Emma Wells' poem ‘Relic’ is a sensory feast, which shows us Christmas from a surprising new perspective; yet it’s one which we can all relate to, after the events of the last few years.


Author's introduction: ‘Relic’ gives a voice to an angel on top of a Christmas tree. The poem is set during lockdown when theatres were closed at Christmas for pantomimes and performances of any kind.

 

Relic

by Emma Wells

My skirts crease under buried weight; I noiselessly click my heels in a ceaseless, restless boredom: Click. Click. Click. Show lights normally dazzle, I spin, tree-top proud awash in a hubbub of pantomime frenzy: excited children frothing over with shaken vivacity, like kinetic Coca-Cola; elders try to contain bubbles of rising hilarity, surface breaking… Pop. I watch, know I’m looked upon; my golden-crowned halo, invites stares and shouts of: “Look, Mummy, the tree!” as I bedeck and top its festive splendour; globular, bauble-worlds mirror beneath me, capturing snapshots: cheesy grins, clutched programmes, treasure troves of holy grail sweets. Pantomime dames regale with royal mimicry - they bow, curtsy as bejewelled puppets beneath my velvet throne. I snigger aloft – an aloofness buoys me. I’m marginally majestic, stroking my silken folds, fondling glimmering rhinestones, revelling in my own orbit! An apartness glimmers. I’m an untouched heaven. Suddenly, all is quiet. Silence pervades like a heavy-booted pantomime villain. I wasn’t lifted by hands. Darkness grew… extending itself like weaving ivy… The year I’m boxed: imprisoned in a cardboard jail. No light bedecks me. I lie forgotten — on untrodden attic boards. Timeless dusts makes noiseless sneezes: a reminder of past animation. My theatrical, tinny heart still beats, yet it is muffled; whispers below talk of contagion, viral swarms, coughs, splutters; I’m already socially distant like a loosened planet in cardboard city. Months pass before I’m seized by unknown, gripping yet excitable hands. I gaze upwards, longing for a sliver of rectangular light, dreaming of touching its heaven with an outstretched wingtip, angelic in its longing.


 

Author Bio

Emma is a mother and English teacher.

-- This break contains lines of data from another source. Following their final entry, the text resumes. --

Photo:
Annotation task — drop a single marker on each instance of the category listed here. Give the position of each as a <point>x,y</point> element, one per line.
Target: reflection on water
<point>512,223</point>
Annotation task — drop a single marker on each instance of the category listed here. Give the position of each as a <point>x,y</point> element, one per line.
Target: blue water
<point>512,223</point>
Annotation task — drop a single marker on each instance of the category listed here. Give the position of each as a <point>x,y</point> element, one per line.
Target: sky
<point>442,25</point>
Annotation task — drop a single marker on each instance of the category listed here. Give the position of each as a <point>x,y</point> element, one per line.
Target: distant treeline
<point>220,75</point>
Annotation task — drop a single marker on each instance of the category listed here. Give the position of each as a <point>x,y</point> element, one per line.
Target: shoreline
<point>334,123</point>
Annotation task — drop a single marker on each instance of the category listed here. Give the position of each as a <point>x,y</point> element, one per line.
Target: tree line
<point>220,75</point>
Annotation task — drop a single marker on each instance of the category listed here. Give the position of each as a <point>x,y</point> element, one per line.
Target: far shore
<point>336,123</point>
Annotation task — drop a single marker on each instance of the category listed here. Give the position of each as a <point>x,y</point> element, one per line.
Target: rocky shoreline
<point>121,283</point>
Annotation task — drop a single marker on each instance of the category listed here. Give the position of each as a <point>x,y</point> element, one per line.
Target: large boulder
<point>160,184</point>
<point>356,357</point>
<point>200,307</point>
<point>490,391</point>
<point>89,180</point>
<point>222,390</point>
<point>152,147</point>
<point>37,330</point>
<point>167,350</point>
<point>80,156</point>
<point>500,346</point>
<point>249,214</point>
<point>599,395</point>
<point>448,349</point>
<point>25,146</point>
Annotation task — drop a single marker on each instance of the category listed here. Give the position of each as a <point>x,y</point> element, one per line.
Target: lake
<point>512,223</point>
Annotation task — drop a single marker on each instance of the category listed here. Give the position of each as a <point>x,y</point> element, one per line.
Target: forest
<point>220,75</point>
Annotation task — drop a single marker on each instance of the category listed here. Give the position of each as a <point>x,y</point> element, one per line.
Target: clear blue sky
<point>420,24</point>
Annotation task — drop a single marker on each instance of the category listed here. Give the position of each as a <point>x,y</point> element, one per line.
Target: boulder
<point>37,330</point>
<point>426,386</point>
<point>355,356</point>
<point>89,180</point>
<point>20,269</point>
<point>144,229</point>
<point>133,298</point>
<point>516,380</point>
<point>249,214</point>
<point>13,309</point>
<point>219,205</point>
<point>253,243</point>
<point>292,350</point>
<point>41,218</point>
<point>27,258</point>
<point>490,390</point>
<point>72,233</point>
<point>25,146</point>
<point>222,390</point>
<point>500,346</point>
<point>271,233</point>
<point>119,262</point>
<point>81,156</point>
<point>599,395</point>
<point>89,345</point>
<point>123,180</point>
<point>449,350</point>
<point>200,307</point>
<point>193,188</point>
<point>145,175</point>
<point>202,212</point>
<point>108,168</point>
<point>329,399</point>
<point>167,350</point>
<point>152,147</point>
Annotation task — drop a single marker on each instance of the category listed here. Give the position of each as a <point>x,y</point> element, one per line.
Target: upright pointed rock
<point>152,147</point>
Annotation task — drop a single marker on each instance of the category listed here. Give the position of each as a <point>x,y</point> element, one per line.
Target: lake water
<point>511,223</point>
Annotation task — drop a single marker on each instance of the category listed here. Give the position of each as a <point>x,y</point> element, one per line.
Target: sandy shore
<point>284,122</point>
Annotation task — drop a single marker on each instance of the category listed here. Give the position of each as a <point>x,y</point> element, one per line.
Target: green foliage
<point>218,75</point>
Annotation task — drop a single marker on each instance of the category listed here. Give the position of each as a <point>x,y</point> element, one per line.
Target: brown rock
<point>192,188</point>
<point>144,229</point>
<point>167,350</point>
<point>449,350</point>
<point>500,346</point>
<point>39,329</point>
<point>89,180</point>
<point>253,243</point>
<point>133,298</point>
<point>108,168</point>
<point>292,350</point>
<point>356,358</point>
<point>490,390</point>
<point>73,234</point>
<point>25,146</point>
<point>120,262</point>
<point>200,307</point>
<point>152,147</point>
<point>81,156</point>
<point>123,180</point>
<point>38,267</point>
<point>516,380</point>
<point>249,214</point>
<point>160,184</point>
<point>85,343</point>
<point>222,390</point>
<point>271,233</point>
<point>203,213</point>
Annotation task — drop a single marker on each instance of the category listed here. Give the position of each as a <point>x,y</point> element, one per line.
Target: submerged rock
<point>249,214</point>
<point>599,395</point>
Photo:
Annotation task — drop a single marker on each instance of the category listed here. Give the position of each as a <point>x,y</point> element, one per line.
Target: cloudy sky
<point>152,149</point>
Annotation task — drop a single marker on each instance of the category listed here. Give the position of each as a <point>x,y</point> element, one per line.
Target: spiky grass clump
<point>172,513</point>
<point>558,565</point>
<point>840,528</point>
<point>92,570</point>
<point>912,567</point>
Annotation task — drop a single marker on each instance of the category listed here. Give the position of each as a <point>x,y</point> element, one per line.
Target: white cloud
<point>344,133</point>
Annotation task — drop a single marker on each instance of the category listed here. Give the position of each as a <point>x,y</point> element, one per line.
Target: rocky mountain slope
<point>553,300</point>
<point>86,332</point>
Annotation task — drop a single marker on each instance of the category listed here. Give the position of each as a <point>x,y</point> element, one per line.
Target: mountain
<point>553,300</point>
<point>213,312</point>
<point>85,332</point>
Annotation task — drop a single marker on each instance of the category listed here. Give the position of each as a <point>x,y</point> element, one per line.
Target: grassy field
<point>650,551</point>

She has poetry published with and by: The World’s Greatest Anthology, The League of Poets, The Lake, The Beckindale Poetry Journal, Dreich Magazine, Drunken Pen Writing, Porridge Magazine, Visual Verse, Littoral Magazine, The Pangolin Review, Derailleur Press, Giving Room Magazine, Chronogram and for the Ledbury Poetry Festival. She also has published a number of short stories and her first novel, Shelley’s Sisterhood, is due to be published shortly.